Add on top of that the trademark indecisiveness of Libras, and you've got a girl who is, for once, more torn than when faced with 20 magenta sandal options in the Nordstrom shoe department.
So, with my trusty ESPN.com bracket in hand, I've been wandering around since Sunday evening with a hovering uncertainty. When will St. Joe's lose? Who are the Cinderella teams? Where are the upsets lurking? And how in the world can I pick the final score of a game that is three weeks away?
Pride aside, I sought out help.
Stop 1: ESPN.com. Surely they will have the advice for me!
Indeed, bracketologists and senior analysts await me. I read Andy Katz's predictions. Not bad, not bad. He likes Stanford winning it all; I can like Stanford winning it all. After writing the Cardinal in all the way to the title, I go back to the men's tourney home page. Wait, Dick Vitale likes Kentucky? I erase my way back to a clean bracket. I decide to a) stick with the pencil and b) scout some more.
Stop 2: One of my fellow Collegian women's basketball writers, the one who taught me that "dime" is street-ball slang for an assist.
"Florida will go far," he assures me.
"Really?" I asked, ready to pencil them in to the Elite Eight.
"Well, I'm kind of biased," he admits. "My friend plays for them." Oh, wonderful. There's the objective opinion sportswriters love.
The East Rutherford bracket remains blank.
Stop 3: Collegian assistant night sports editors. "I'm picking Monmouth, Illinois-Chicago, Liberty and Texas-San Antonio for the Final Four," the first one proclaims. Thanks, but no thanks. The second one holds up the insert The Philadelphia Inquirer puts out.
"This is exactly why I read this paper today," he says, with a huge grin. "I can scout all the teams. It's great!"
I glance through it. Great, indeed. But all the words and numbers make my head spin.
The whole bracket remains blank.
Stop 4: The lab I work in. Scientists do still follow sports.
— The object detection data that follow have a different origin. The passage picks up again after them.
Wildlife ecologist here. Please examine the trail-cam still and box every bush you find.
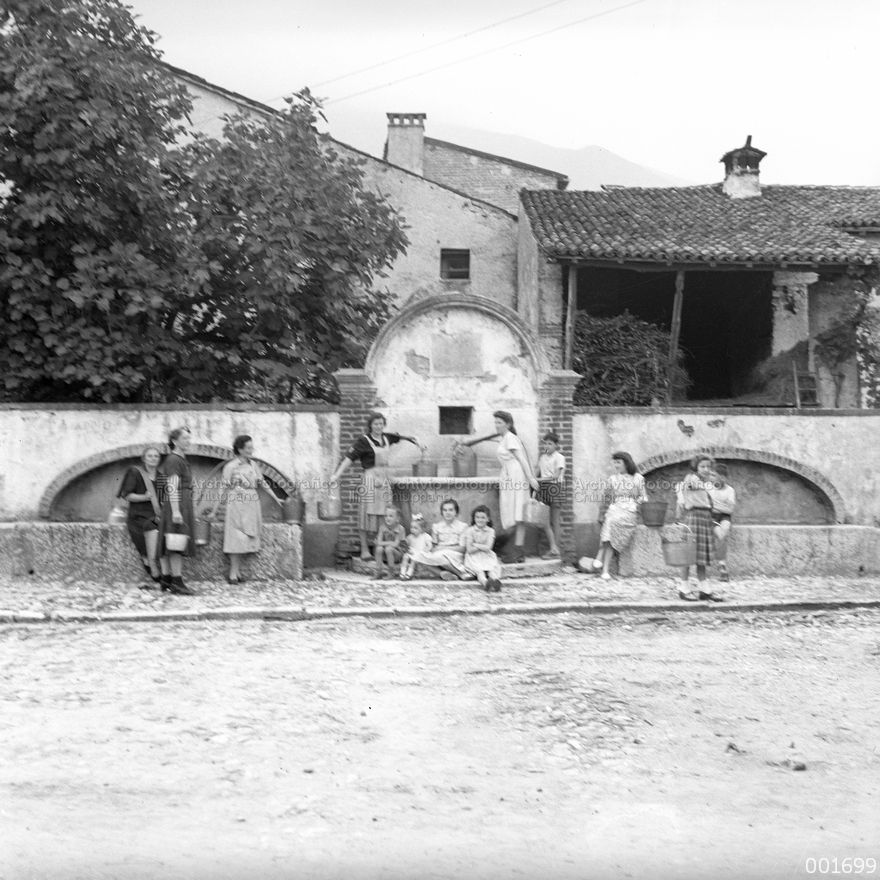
[572,312,689,406]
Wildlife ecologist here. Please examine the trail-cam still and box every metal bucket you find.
[281,493,306,525]
[639,501,668,529]
[413,456,437,477]
[165,532,189,553]
[193,519,211,549]
[660,524,697,568]
[318,495,342,521]
[452,446,477,477]
[523,498,550,529]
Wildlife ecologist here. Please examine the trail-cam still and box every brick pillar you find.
[334,369,380,553]
[538,370,581,562]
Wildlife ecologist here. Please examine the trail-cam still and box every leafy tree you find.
[177,91,407,400]
[572,312,688,406]
[0,0,192,400]
[0,0,406,401]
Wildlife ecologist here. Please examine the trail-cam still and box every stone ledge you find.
[0,522,303,584]
[620,521,880,577]
[0,599,880,624]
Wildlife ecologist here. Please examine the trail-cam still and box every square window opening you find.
[440,406,474,434]
[440,248,471,281]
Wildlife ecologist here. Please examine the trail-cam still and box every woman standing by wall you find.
[461,409,540,562]
[678,455,721,602]
[119,446,162,583]
[597,452,648,580]
[330,412,419,562]
[205,434,282,584]
[159,427,196,596]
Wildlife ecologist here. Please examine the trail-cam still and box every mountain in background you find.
[425,120,694,189]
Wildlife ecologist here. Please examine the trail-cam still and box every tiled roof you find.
[522,184,880,264]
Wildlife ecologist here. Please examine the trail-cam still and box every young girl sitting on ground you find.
[464,504,501,593]
[400,513,434,581]
[373,507,406,581]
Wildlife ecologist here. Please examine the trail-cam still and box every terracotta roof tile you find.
[522,184,880,264]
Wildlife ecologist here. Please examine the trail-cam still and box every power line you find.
[304,0,569,91]
[326,0,647,104]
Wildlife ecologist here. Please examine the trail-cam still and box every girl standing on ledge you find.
[677,455,721,602]
[596,452,648,581]
[119,446,162,583]
[159,428,196,596]
[330,412,419,562]
[461,409,540,562]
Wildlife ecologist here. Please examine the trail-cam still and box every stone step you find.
[351,556,563,581]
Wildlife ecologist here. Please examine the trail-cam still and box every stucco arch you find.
[636,446,847,523]
[364,293,550,388]
[37,443,295,519]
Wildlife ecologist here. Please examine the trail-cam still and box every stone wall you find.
[0,404,339,521]
[571,407,880,554]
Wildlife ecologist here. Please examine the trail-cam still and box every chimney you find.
[721,135,767,199]
[382,113,427,175]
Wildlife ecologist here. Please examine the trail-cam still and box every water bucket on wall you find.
[318,495,342,521]
[639,501,668,529]
[413,449,437,477]
[660,523,697,568]
[452,446,477,477]
[165,532,189,553]
[523,498,550,529]
[107,504,128,526]
[281,492,306,526]
[193,519,211,547]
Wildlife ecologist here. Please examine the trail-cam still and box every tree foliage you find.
[572,312,688,406]
[0,0,406,401]
[172,91,406,399]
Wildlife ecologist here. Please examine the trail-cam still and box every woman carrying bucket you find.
[678,455,722,602]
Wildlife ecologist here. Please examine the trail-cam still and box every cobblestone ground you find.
[0,571,880,613]
[0,610,880,880]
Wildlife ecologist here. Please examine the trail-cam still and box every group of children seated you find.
[373,502,501,593]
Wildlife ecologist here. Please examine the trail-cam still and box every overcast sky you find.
[131,0,880,185]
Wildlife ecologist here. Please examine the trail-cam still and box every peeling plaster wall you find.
[571,407,880,543]
[371,307,538,475]
[0,404,339,521]
[352,153,516,308]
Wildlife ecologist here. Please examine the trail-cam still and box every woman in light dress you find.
[595,452,648,580]
[412,498,469,581]
[461,410,540,562]
[205,434,282,584]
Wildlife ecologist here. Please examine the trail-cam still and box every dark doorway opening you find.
[577,267,773,401]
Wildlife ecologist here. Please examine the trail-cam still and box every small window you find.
[440,406,474,434]
[440,250,471,280]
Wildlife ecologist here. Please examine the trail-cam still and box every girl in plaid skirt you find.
[678,455,720,602]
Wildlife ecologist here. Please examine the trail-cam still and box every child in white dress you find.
[464,504,501,593]
[400,513,434,581]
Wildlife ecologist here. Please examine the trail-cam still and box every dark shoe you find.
[166,577,196,596]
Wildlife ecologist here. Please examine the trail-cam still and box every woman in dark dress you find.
[159,428,196,596]
[330,412,419,561]
[119,446,162,582]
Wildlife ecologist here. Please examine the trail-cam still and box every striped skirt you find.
[684,508,715,565]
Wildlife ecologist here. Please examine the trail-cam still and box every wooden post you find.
[562,263,577,370]
[666,270,684,403]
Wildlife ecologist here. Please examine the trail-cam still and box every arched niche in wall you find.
[365,294,550,468]
[638,447,846,525]
[39,443,293,522]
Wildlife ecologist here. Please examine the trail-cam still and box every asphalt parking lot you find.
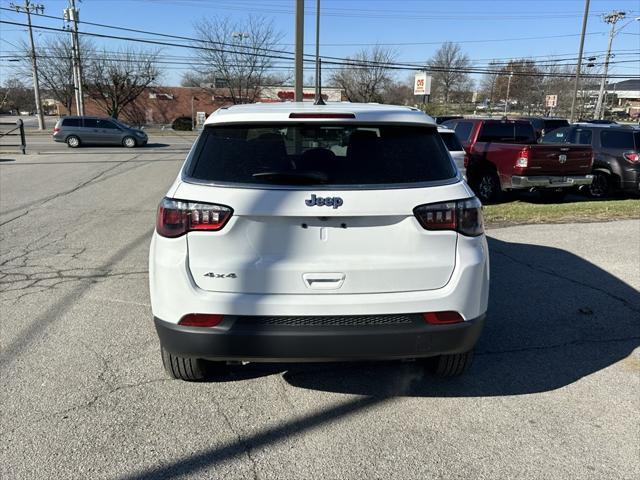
[0,137,640,479]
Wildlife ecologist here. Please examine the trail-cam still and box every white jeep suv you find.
[149,103,489,380]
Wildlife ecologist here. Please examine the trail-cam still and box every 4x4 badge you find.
[304,193,344,208]
[204,272,238,278]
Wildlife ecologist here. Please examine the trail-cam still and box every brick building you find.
[59,86,344,125]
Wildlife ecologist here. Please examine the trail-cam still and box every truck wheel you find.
[425,350,473,377]
[66,135,80,148]
[471,170,502,203]
[160,347,205,382]
[540,188,567,203]
[122,137,137,148]
[587,170,611,198]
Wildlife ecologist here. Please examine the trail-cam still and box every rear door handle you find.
[302,273,346,290]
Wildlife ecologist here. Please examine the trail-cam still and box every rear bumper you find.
[511,175,593,189]
[154,314,485,362]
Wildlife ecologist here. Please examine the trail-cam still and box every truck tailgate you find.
[518,145,593,176]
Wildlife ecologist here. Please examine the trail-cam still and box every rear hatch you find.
[526,144,593,176]
[174,123,469,294]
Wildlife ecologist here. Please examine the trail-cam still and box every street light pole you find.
[569,0,590,123]
[504,72,513,116]
[9,0,45,130]
[314,0,324,105]
[594,12,640,119]
[294,0,304,102]
[70,0,84,115]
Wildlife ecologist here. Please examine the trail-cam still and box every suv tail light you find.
[516,148,529,168]
[422,312,464,325]
[622,152,640,164]
[413,197,484,237]
[178,313,224,327]
[156,198,233,238]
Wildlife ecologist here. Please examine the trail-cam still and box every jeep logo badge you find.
[304,193,344,208]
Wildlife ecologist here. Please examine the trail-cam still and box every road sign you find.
[413,72,431,95]
[196,112,207,128]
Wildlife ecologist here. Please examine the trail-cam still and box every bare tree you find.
[427,42,471,103]
[19,35,94,114]
[330,45,396,103]
[85,48,160,118]
[188,15,283,104]
[0,78,36,113]
[496,58,542,113]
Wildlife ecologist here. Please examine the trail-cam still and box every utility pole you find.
[314,0,324,105]
[593,12,626,119]
[504,72,513,116]
[294,0,304,102]
[9,0,45,130]
[569,0,590,123]
[64,0,84,115]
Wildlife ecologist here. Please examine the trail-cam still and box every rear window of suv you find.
[440,132,464,152]
[600,130,634,150]
[62,118,82,127]
[186,123,456,186]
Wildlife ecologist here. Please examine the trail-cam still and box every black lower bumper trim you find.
[154,315,485,362]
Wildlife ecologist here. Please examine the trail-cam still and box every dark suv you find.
[518,117,569,138]
[53,116,148,148]
[542,123,640,198]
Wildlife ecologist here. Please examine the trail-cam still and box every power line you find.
[0,20,640,78]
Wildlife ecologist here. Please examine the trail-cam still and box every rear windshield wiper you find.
[252,170,329,185]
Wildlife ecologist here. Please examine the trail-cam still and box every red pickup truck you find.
[444,118,593,203]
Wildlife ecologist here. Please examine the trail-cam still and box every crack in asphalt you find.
[5,378,172,436]
[491,247,640,313]
[475,336,640,355]
[214,399,260,480]
[0,155,152,221]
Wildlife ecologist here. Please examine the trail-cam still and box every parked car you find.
[149,102,489,380]
[515,117,569,138]
[542,123,640,198]
[433,115,463,125]
[53,116,148,148]
[444,119,593,202]
[438,125,467,178]
[171,117,193,132]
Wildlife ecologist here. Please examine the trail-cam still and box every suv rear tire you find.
[426,350,473,377]
[471,169,502,203]
[65,135,80,148]
[160,347,206,382]
[122,137,138,148]
[587,170,611,198]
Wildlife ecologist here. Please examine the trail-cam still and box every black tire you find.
[471,170,502,203]
[587,170,611,198]
[426,350,473,377]
[122,136,138,148]
[540,188,567,203]
[160,347,206,382]
[65,135,80,148]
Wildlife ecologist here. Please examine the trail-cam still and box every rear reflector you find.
[422,312,464,325]
[178,313,224,327]
[289,112,356,118]
[623,152,640,163]
[413,197,484,237]
[156,198,233,238]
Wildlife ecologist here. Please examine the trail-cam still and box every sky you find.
[0,0,640,85]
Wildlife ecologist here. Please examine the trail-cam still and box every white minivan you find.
[149,102,489,380]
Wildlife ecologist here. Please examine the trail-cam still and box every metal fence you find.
[0,119,27,155]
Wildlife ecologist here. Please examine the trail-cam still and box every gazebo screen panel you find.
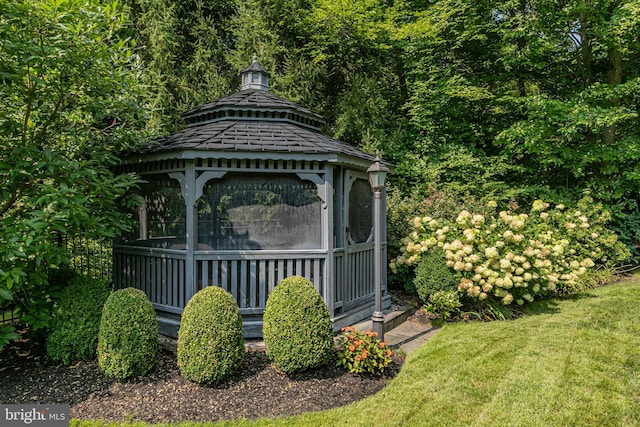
[119,174,186,249]
[198,174,322,250]
[349,178,373,243]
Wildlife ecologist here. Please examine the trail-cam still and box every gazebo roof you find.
[139,120,374,162]
[127,56,382,166]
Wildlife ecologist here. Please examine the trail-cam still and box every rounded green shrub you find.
[413,247,459,302]
[45,276,109,365]
[262,276,333,373]
[98,288,159,381]
[178,286,244,384]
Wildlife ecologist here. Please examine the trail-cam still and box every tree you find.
[0,0,143,346]
[395,0,640,256]
[125,0,238,134]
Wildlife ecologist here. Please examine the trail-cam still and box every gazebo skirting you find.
[113,242,390,338]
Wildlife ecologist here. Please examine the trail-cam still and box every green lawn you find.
[72,275,640,427]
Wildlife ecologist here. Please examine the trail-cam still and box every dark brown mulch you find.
[0,332,402,422]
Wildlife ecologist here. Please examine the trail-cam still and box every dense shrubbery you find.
[178,286,244,384]
[387,184,481,293]
[391,197,629,305]
[413,247,459,302]
[98,288,159,381]
[46,276,109,364]
[263,276,333,373]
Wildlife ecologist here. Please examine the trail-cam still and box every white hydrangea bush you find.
[390,197,629,305]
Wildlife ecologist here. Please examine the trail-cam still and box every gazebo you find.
[113,56,390,338]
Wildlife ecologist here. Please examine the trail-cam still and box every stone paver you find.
[354,321,439,354]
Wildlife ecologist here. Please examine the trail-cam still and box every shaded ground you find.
[0,330,402,422]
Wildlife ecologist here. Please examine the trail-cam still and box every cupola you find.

"Paul, your Final Four?" I anxiously ask one of the other undergrads. He's got Georgia Tech, Duke, Connecticut and Pittsburgh -- but that's subject to change. OK, so why Georgia Tech? "I've watched them a bunch this year, and I really like them." Then we go to the computer so I can see his complete bracket. The headline story on ESPN.com when the page loads: Why Georgia Tech could lose in the first round. "Well, everybody has his own opinion," he says, shrugging it off. No kidding!
The St. Louis bracket remains blank.
I go to one of the grad students.
"Jordan, there are too many choices," I whine.
"Well, that's why you enter two different brackets in each pool," he suggests.
The Phoenix bracket remains blank.
Stop 5: My dad. After all, as my mom likes to note, he watches basketball all the time. He convinces me to stick with Duke in Atlanta. Ready to scribble it in, I consider that this is the man who cost me 10 points of extra credit in my fifth grade math class by offering me ill-advised picks.
The Atlanta bracket remains blank.
Two days and countless opinions later, I am still one confused girl. So I switch to a pen and haphazardly attack the bracket. Cute mascots result in Elite Eight appearances. Schools in warm locales have an edge. Soon enough, my bracket is full, and it took only five minutes.
Because, let's be honest: Despite the authority of all the bracketologist research analysts, senior sportswriters and self-proclaimed college basketball buffs, things get crazier than anyone can predict in the Big Dance. We all know that No. 1 and No. 2 seeds are pretty much safe in the first round, yes, but after that, any reason -- lovely school colors perhaps -- can be the right reason to pick a team.
With that being said, Salukis of Southern Illinois tear it up! A natural pick as my parents hail from the Land of Lincoln; you went all the way in my final submission. You won't let me down?